Celebrating Letters
Reasons to Celebrate
How did you ring in the new year? Are your family’s special traditions related to your ethnic background? Father Times describes New Year’s traditions around the world, from Armenia to Korea to Wales. For example, in Portugal you eat 12 grapes at midnight to ensure happiness each month of the new year. If you live in Denmark, finding a pile of broken dishes on your doorstep New Year’s Day signifies you have lots of friends.

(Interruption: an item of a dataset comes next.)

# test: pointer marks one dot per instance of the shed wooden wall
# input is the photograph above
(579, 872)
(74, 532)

www.fathertimes.net/traditions.htm
Dark Secrets
Maybe the underside of New Year’s Day is more your speed. If so, take a trek back in time to New Year’s Day via Urban Legends. You’ll learn about old superstitions that underlie the traditional New Year’s foods and activities—everything from black-eyed peas to kissing at midnight and making loud noise is included.

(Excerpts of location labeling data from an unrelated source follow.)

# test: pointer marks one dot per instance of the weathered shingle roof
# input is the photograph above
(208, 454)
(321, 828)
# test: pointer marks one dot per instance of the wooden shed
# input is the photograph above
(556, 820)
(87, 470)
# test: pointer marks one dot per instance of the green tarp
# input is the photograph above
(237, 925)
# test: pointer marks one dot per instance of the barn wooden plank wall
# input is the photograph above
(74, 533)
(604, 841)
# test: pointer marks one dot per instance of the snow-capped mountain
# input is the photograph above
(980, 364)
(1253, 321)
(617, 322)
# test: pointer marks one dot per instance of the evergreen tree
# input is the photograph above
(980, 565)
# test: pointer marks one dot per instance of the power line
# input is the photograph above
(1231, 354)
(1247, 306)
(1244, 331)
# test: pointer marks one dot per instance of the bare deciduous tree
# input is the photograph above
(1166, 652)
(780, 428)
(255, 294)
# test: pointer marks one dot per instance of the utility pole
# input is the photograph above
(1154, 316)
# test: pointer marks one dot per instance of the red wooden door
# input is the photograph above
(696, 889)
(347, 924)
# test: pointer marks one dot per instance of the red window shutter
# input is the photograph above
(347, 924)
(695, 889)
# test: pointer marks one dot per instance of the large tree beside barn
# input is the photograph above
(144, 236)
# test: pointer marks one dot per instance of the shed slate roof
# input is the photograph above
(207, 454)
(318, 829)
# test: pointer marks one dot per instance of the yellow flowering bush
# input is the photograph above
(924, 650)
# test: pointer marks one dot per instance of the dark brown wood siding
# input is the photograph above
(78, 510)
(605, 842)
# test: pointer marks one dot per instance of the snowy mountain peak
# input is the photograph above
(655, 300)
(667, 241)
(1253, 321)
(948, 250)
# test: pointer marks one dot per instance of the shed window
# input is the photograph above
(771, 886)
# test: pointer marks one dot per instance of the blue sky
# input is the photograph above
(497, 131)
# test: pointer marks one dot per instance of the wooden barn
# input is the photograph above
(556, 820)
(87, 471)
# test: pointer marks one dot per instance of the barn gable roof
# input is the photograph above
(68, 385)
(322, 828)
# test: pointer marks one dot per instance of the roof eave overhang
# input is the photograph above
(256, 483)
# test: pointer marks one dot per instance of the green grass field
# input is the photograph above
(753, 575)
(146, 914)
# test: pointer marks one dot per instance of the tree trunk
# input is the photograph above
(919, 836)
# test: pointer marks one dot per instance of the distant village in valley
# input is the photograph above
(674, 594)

www.snopes.com/holidays/newyears/newyears.asp
Letters from Home
We all know how important letters from family and friends are to someone far from home. Learn how Civil War soldiers got their mail at “A Nation Divided,” an online exhibit of the National Postal Museum. And while you’re there, look at “Stories from the Gold Rush,” which not only describes the challenge to postal workers posed by Alaskan winters, but also offers portrayals of some of the exceptional women who joined the stampede to the Klondike for gold or other riches.
DNA Isn’t Everything
What are the odds that a DNA test will reveal complete and total ancestral answers for every family historian? A recent study using mitochondrial DNA of black Americans cautioned that inter-African migrations and cross-tribal marriages may make pinpointing a tribal line difficult. You can read the original research article, published in the British peer-reviewed journal BMC Biology online.